Reference request: initializing big neural networks with small neural networks I am currently trying some meta-algorithms on training neural networks. Start with a small but expressive enough network for training and after several epochs, initialize a larger neural network with the trained weight in the small neural network. It seems to me that we can gain marginal improvement in the optimization speed in terms of time.
I believe there are already lots of paper in this direction but could not find any paper related possibly because I am using a wrong key word. I wonder where I can find relevant papers, thanks in advance.
 A: This paper, its bibliography, and the papers citing this paper will be a good coverage of the topic.
Yoshua Bengio, Pascal Lamblin, Dan Popovici, Hugo Larochelle. "Greedy Layer-Wise Training of Deep Networks" NIPS 2007.

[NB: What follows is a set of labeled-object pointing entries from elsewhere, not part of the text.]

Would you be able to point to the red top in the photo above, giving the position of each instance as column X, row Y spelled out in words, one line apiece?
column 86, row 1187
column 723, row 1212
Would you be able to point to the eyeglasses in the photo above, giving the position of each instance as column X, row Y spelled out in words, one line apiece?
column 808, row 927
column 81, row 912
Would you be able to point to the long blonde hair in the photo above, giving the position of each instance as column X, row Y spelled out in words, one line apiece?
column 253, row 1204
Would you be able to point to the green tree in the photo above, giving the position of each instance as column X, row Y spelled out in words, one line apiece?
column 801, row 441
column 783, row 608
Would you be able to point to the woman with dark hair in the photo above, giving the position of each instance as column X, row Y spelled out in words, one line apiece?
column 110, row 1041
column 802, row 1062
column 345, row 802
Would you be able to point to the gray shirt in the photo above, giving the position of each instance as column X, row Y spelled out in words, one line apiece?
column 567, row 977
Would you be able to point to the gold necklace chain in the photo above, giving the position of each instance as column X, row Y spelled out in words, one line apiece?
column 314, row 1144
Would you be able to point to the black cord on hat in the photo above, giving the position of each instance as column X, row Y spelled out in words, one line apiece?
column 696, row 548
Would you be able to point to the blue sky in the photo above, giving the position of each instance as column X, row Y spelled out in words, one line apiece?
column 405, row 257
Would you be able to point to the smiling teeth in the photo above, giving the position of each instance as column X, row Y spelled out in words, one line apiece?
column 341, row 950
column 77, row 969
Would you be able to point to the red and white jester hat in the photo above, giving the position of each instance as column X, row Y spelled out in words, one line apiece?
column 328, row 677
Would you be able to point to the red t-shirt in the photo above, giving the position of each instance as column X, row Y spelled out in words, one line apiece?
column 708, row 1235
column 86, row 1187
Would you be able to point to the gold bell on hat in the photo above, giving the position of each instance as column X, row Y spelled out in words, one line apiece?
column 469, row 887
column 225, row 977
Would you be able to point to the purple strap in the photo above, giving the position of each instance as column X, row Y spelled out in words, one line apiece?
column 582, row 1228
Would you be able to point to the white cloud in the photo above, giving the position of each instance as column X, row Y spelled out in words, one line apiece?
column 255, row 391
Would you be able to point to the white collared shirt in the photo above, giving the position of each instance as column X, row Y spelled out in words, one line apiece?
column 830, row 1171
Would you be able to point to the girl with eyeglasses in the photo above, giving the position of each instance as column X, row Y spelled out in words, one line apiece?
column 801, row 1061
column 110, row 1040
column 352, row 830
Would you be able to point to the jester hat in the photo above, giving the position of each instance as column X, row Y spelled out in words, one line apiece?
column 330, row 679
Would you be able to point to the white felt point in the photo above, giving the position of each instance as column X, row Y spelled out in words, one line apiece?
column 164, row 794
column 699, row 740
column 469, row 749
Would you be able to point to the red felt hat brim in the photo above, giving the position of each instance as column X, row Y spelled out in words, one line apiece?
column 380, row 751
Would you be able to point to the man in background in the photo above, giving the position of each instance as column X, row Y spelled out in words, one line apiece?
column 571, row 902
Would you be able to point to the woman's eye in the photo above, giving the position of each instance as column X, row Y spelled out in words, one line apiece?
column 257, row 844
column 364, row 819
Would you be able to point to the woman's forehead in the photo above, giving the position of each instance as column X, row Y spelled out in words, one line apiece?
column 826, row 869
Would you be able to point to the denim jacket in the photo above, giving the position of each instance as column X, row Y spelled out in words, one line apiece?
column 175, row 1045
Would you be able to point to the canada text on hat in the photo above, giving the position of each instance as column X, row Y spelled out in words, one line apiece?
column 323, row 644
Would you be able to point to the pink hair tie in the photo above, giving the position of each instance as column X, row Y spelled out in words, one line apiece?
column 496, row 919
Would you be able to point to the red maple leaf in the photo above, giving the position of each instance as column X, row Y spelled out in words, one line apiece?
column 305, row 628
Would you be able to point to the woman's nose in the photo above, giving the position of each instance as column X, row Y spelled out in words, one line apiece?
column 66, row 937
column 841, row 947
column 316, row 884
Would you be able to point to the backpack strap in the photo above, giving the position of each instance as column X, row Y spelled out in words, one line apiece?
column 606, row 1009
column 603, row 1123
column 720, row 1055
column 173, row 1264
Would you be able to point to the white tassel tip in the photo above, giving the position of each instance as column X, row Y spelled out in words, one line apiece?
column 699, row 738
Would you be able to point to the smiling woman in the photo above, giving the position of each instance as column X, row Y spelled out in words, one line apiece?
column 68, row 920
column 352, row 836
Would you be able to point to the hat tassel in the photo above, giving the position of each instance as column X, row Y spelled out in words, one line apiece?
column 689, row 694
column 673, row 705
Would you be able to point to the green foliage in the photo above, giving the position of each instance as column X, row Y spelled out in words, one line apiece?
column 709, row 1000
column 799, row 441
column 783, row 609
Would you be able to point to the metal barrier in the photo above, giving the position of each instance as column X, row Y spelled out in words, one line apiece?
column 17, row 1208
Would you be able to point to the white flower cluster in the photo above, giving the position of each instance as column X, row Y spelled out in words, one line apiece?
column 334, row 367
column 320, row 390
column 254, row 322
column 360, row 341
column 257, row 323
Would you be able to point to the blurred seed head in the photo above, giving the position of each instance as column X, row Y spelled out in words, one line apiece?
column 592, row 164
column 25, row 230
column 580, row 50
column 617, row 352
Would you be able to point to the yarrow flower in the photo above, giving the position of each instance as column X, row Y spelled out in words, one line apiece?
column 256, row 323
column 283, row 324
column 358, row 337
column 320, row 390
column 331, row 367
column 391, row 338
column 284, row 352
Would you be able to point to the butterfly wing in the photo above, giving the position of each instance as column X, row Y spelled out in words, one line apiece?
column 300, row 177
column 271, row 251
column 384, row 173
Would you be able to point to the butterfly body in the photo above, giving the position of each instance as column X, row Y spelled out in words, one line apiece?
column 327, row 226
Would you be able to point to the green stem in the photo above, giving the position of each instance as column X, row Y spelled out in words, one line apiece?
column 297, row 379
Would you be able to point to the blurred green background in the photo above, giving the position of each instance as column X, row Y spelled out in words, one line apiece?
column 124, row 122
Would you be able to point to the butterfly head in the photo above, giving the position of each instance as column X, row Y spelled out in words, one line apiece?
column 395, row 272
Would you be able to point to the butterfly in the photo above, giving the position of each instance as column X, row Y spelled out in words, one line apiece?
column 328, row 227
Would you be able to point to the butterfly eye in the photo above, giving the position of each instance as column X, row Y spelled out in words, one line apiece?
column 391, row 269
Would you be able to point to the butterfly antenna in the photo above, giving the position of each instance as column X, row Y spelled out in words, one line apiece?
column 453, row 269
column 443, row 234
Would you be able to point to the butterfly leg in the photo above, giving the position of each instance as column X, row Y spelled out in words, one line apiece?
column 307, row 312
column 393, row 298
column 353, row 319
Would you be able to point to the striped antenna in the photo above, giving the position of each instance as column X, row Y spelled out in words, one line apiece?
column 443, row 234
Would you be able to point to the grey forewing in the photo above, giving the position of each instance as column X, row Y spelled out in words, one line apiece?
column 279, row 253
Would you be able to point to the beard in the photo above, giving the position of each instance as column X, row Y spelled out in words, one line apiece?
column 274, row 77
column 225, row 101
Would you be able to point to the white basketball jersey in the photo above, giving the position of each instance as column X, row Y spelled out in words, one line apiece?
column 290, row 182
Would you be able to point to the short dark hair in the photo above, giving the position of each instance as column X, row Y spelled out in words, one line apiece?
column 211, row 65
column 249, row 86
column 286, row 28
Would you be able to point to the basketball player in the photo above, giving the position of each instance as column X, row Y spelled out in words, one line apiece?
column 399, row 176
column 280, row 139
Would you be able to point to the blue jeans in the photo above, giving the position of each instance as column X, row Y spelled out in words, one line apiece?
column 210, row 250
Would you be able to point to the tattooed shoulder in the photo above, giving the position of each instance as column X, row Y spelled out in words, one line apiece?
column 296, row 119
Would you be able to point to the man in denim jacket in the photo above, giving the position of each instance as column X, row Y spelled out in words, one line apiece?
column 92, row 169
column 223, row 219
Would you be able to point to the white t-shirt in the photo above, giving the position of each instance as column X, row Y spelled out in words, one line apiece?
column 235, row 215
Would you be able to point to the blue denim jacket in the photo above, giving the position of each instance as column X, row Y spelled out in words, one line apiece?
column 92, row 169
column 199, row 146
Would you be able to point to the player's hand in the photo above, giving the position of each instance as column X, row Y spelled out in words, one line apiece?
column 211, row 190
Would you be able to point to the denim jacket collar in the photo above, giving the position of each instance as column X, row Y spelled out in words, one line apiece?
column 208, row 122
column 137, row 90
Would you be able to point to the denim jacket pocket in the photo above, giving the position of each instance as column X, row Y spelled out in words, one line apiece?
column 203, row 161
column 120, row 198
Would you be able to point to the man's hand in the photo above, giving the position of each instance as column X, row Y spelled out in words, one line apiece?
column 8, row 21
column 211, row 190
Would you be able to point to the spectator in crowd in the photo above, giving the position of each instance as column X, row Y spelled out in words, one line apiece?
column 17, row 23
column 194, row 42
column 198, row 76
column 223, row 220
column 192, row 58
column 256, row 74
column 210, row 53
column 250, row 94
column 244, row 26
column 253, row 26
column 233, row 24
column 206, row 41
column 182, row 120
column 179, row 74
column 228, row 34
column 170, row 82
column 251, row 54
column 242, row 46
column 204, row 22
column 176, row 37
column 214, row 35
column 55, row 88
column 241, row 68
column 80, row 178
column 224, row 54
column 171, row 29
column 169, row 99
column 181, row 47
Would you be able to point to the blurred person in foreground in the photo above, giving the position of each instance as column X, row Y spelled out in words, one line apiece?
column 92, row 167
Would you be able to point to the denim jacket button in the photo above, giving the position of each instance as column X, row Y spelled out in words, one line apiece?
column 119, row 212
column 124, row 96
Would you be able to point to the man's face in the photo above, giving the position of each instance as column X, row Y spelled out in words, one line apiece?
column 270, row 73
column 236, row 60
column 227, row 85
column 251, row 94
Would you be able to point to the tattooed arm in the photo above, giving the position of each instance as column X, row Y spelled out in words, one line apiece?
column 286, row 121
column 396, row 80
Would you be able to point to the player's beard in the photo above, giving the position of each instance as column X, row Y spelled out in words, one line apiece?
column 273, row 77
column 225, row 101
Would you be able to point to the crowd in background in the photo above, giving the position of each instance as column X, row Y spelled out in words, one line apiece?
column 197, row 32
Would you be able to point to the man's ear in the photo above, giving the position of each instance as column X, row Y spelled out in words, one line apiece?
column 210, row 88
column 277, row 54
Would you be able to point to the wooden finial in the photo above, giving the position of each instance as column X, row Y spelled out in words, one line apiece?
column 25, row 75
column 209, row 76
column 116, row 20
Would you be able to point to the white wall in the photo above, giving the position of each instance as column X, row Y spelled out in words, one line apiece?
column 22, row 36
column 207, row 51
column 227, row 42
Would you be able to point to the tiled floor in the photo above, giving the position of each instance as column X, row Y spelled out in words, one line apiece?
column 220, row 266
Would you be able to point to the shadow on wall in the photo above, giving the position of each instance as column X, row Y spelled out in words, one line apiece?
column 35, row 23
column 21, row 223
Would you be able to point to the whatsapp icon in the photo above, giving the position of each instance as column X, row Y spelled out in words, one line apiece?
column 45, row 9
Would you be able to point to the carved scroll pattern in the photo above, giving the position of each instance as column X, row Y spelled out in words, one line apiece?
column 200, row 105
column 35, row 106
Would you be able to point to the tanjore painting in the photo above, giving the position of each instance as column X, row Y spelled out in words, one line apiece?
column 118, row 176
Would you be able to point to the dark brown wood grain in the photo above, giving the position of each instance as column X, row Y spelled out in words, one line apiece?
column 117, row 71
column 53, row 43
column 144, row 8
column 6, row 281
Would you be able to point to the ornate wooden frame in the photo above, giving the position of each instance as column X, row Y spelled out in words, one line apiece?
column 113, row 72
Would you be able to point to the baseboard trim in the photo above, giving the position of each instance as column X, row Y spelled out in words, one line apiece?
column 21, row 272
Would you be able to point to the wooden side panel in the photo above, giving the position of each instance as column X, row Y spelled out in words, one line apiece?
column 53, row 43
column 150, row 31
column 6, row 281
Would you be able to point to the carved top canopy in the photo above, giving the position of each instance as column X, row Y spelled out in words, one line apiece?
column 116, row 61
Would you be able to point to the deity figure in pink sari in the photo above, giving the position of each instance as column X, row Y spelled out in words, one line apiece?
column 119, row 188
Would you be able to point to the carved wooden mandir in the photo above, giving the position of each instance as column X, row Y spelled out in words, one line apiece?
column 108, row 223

Complexity theory of circuits strongly suggests that deep architectures can be much more efficient (sometimes exponentially) than shallow architectures, in terms of computational elements required to represent some functions. Deep multi-layer neural networks have many levels of non-linearities allowing them to compactly represent highly non-linear and highly-varying functions. However, until recently it was not clear how to train such deep networks, since gradient-based optimization starting from random initialization appears to often get stuck in poor solutions. Hinton et al. recently introduced a greedy layer-wise unsupervised learning algorithm for Deep Belief Networks (DBN), a generative model with many layers of hidden causal variables. In the context of the above optimization problem, we study this algorithm empirically and explore variants to better understand its success and extend it to cases where the inputs are continuous or where the structure of the input distribution is not revealing enough about the variable to be predicted in a supervised task. Our experiments also confirm the hypothesis that the greedy layer-wise unsupervised training strategy mostly helps the optimization, by initializing weights in a region near a good local minimum, giving rise to internal distributed representations that are high-level abstractions of the input, bringing better generalization.

Note that layer-wise training of neural networks is a bit of a historical curiosity at this point. Today, deep networks are trained "all at once." This is accomplished by using nicer activations (the ReLU family), nicer initializations, and smarter optimizers.